Search code examples
pythonh2o

How to access to elements of confusion matrix in H2O for python?


I made a grid search that contains 36 models.

For each model the confusion matrix is available with :

grid_search.get_grid(sort_by='a_metrics', decreasing=True)[index].confusion_matrix(valid=valid_set)

My problematic is I only want to access some parts of this confusion matrix in order to make my own ranking, which is not natively available with h2o.

Let's say we have the confusion_matrix of the first model of the grid_search below:

+---+-------+--------+--------+--------+------------------+
|   |   0   |   1    | Error  |  Rate  |                  |
+---+-------+--------+--------+--------+------------------+
| 0 | 0     |  766.0 | 2718.0 | 0.7801 | (2718.0/3484.0)  |
| 1 | 1     |  351.0 | 6412.0 | 0.0519 | (351.0/6763.0)   |
| 2 | Total | 1117.0 | 9130.0 | 0.2995 | (3069.0/10247.0) |
+---+-------+--------+--------+--------+------------------+

Actually, the only things that really interest me is the precision of the class 0 as 766/1117 = 0,685765443. While h2o consider precision metrics for all the classes and it is done to the detriment of what I am looking for.

I tried to convert it in dataframe with:

model = grid_search.get_grid(sort_by='a_metrics', decreasing=True)[0]
model.confusion_matrix(valid=valid_set).as_data_frame()

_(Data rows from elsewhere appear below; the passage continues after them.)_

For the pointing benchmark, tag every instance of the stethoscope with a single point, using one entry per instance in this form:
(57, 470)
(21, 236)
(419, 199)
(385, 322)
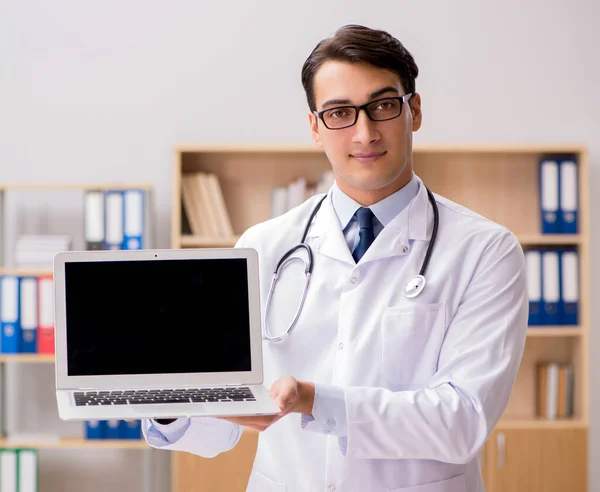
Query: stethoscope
(413, 288)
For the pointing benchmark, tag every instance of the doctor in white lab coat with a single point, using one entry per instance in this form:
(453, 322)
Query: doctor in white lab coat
(379, 392)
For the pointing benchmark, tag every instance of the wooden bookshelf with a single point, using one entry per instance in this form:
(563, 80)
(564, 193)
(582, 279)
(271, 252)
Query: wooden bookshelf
(499, 182)
(14, 195)
(27, 358)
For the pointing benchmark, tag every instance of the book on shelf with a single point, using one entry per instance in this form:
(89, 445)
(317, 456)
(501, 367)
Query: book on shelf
(555, 393)
(204, 205)
(115, 219)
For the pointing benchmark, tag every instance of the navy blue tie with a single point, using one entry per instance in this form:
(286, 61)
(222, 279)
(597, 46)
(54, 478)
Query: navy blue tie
(366, 236)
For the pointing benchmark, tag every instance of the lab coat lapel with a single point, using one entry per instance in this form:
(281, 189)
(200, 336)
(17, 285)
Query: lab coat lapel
(414, 223)
(326, 234)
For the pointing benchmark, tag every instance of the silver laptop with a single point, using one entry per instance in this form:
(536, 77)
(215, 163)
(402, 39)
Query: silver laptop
(158, 333)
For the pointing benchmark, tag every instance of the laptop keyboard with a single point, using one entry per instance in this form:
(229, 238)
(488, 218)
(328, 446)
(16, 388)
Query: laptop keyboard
(145, 397)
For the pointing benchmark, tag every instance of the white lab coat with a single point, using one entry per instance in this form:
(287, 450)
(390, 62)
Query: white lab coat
(425, 379)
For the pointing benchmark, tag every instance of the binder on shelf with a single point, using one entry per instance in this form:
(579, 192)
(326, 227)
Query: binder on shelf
(45, 314)
(113, 219)
(94, 219)
(28, 470)
(216, 194)
(569, 197)
(550, 287)
(130, 430)
(568, 308)
(533, 260)
(10, 323)
(552, 391)
(94, 429)
(549, 196)
(133, 222)
(9, 480)
(192, 205)
(29, 315)
(111, 428)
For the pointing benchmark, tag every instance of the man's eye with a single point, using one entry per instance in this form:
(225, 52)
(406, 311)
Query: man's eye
(339, 113)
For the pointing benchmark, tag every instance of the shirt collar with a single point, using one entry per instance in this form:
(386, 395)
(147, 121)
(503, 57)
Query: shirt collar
(385, 210)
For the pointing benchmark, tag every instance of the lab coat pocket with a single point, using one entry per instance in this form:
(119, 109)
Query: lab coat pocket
(456, 484)
(411, 341)
(260, 483)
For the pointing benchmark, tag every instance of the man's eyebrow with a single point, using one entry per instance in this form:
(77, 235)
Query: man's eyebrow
(373, 95)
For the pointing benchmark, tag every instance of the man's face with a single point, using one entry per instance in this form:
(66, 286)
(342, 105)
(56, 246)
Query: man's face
(372, 159)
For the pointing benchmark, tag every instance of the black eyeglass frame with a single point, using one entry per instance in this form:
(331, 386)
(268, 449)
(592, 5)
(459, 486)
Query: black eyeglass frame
(403, 99)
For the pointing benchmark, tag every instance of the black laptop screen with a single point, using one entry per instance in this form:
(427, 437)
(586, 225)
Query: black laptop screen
(157, 317)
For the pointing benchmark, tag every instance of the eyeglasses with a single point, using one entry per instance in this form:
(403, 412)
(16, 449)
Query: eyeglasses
(379, 110)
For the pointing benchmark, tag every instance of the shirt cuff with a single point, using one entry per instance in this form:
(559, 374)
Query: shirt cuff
(160, 435)
(328, 413)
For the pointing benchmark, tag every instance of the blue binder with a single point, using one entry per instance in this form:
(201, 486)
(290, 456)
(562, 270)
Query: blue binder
(113, 217)
(133, 219)
(10, 323)
(29, 314)
(533, 260)
(550, 287)
(131, 430)
(111, 429)
(94, 429)
(568, 310)
(569, 196)
(549, 196)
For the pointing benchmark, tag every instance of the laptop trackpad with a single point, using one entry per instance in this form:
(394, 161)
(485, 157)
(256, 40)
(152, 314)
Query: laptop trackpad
(166, 411)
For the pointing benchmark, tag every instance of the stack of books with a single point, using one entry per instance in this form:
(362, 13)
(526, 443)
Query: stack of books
(554, 390)
(37, 251)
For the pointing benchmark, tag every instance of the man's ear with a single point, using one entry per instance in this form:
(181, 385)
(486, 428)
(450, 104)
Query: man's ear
(415, 109)
(314, 129)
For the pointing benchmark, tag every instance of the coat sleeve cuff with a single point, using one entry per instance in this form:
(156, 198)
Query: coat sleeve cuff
(329, 412)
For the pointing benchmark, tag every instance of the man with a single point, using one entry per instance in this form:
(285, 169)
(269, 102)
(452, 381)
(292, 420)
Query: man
(378, 390)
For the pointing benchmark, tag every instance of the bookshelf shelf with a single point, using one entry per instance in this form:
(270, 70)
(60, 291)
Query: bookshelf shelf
(26, 271)
(550, 239)
(27, 358)
(499, 182)
(76, 444)
(554, 331)
(188, 241)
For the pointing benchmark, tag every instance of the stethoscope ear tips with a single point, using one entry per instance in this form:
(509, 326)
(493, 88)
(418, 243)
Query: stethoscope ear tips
(415, 286)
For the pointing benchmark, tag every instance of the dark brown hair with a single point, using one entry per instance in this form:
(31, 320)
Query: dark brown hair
(360, 44)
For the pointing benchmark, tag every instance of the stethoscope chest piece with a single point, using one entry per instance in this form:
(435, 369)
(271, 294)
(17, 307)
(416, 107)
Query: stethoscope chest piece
(415, 286)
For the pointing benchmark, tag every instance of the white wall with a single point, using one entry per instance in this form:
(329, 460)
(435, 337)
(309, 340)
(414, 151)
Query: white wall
(105, 90)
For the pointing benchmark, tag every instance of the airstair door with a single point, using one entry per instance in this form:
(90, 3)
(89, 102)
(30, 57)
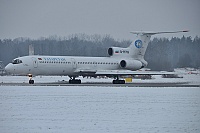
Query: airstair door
(35, 62)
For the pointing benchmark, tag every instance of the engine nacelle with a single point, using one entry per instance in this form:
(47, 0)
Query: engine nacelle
(131, 64)
(117, 51)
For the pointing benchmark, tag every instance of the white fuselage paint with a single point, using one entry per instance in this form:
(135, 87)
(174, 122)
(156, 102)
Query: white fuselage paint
(61, 65)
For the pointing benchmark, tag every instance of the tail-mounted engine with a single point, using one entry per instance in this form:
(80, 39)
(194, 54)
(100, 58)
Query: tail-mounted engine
(131, 64)
(117, 51)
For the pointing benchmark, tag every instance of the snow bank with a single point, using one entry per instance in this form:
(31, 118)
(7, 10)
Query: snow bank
(99, 109)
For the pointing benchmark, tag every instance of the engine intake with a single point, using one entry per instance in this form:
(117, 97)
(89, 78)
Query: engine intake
(131, 64)
(117, 51)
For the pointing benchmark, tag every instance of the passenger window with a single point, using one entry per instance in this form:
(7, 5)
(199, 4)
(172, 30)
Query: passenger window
(16, 61)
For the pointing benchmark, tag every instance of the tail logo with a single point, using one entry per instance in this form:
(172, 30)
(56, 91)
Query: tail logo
(138, 43)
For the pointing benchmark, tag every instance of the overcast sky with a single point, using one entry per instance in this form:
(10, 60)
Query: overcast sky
(42, 18)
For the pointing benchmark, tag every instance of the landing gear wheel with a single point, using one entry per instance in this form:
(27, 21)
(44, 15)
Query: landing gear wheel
(74, 81)
(31, 81)
(118, 81)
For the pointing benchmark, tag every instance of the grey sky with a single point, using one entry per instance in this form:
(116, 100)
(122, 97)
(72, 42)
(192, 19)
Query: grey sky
(36, 18)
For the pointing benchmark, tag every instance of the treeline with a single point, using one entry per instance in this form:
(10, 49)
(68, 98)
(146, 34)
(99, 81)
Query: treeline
(161, 54)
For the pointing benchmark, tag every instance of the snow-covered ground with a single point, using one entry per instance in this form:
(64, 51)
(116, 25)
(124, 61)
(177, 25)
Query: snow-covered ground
(73, 109)
(189, 76)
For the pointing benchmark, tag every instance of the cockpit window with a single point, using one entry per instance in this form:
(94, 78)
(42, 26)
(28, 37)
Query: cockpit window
(16, 61)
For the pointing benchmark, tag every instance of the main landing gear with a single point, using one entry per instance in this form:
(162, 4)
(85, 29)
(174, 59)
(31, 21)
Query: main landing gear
(31, 81)
(74, 81)
(118, 81)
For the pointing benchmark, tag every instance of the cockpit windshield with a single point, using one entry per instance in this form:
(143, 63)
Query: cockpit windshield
(16, 61)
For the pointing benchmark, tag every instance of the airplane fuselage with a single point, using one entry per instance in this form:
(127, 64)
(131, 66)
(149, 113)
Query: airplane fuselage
(62, 65)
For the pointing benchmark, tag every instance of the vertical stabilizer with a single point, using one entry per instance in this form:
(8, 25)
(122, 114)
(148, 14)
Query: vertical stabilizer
(139, 45)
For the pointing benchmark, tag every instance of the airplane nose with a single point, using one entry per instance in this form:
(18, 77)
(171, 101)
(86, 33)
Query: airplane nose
(8, 68)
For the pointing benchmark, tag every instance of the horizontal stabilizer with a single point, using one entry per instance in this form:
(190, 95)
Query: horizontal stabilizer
(153, 33)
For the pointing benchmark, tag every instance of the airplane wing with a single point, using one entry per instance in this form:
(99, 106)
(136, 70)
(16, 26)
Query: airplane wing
(128, 72)
(121, 72)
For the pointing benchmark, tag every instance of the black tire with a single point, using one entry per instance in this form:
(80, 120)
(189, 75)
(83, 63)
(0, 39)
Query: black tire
(31, 81)
(76, 81)
(118, 81)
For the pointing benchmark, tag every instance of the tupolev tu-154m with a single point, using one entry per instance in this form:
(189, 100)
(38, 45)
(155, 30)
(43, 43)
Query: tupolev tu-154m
(121, 61)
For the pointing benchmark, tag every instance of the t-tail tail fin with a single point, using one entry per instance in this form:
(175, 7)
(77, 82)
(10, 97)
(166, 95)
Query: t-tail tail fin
(139, 45)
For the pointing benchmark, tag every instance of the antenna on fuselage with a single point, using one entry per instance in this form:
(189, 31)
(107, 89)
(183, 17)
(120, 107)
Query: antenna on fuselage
(31, 49)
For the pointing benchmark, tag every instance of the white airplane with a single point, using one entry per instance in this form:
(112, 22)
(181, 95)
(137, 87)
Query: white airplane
(122, 61)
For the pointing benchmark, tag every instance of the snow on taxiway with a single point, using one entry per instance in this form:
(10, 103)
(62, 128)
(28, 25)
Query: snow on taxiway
(28, 109)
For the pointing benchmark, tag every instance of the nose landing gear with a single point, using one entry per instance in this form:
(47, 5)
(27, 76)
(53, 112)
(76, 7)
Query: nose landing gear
(31, 81)
(74, 81)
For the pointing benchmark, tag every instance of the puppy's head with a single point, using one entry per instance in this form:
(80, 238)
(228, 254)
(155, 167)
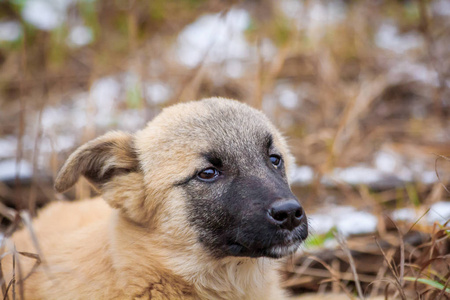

Even if some topics on internet suggest it works, actually it does not (or doesn't anymore):

AttributeError: 'ConfusionMatrix' object has no attribute 'as_data_frame'

I search a way to return a list of attributes of the confusion_matrix without success.


Solution

  • According to H2O documentation there is no as_dataframe method: http://docs.h2o.ai/h2o/latest-stable/h2o-py/docs/_modules/h2o/model/confusion_matrix.html

    I assume the easiest way is to call to_list().